In part 6 of his series on closures, Jared Parsons takes about some of the limitations of closures in Visual Basic. While it is not explicitly called out, many of these limitations may also apply to C#.

To understand closures, one first has to understand anonymous functions. An anonymous function is defined within the context of another function, usually by assigning it to a delegate variable.

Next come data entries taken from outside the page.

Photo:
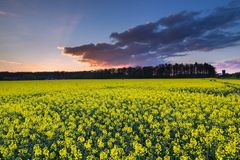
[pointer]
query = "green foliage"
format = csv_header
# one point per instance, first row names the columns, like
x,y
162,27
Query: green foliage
x,y
120,119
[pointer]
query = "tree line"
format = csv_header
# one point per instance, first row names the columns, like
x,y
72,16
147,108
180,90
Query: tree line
x,y
160,71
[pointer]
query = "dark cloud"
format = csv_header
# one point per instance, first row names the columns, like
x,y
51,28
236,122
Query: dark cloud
x,y
154,42
231,65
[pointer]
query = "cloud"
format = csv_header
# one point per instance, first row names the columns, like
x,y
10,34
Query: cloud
x,y
231,65
3,13
155,42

In order to share data between anonymous functions and the function that contains them, it is common to use closures. When a closure "captures" a variable it "lifts" the variable out of its local scope and effectively moves it into an anonymous object. In the case of member variables, a simple reference is kept to the containing object. While most local and member variables can be lifted, but there are restrictions.

The first restriction is against lifting ByRef parameter variables. While ByVal parameters are effectively local variables, ByRef variables have to copy their value back to the calling method under all circumstances. While doing this is trivial for normal parameters, it is very hard to make that guarantee with a closure.

The second limitation is that member variables of structures cannot be raised. Because structures, also known as value types, can appear on the stack, it is not always possible to create a pointer to them. The best one could do is to create a pointer to a copy of the structure, which defeats the purpose of having a closure.

Note that variables that contain entire structures can be captured. It is only the member variables within a structure accessed via the "Me" keyword that cannot be used.

Certain restricted types such as System.TypedReference, System.ArgIterator, and System.RuntimeArgumentHandle cannot be captured. As these are not used in most programs, it should not affect anyone.

Because of the scoping rules for closures, one cannot use a goto to enter a block of code containing a closure. Finally, the legacy statement On Error GoTo cannot be used at all in a method containing closures.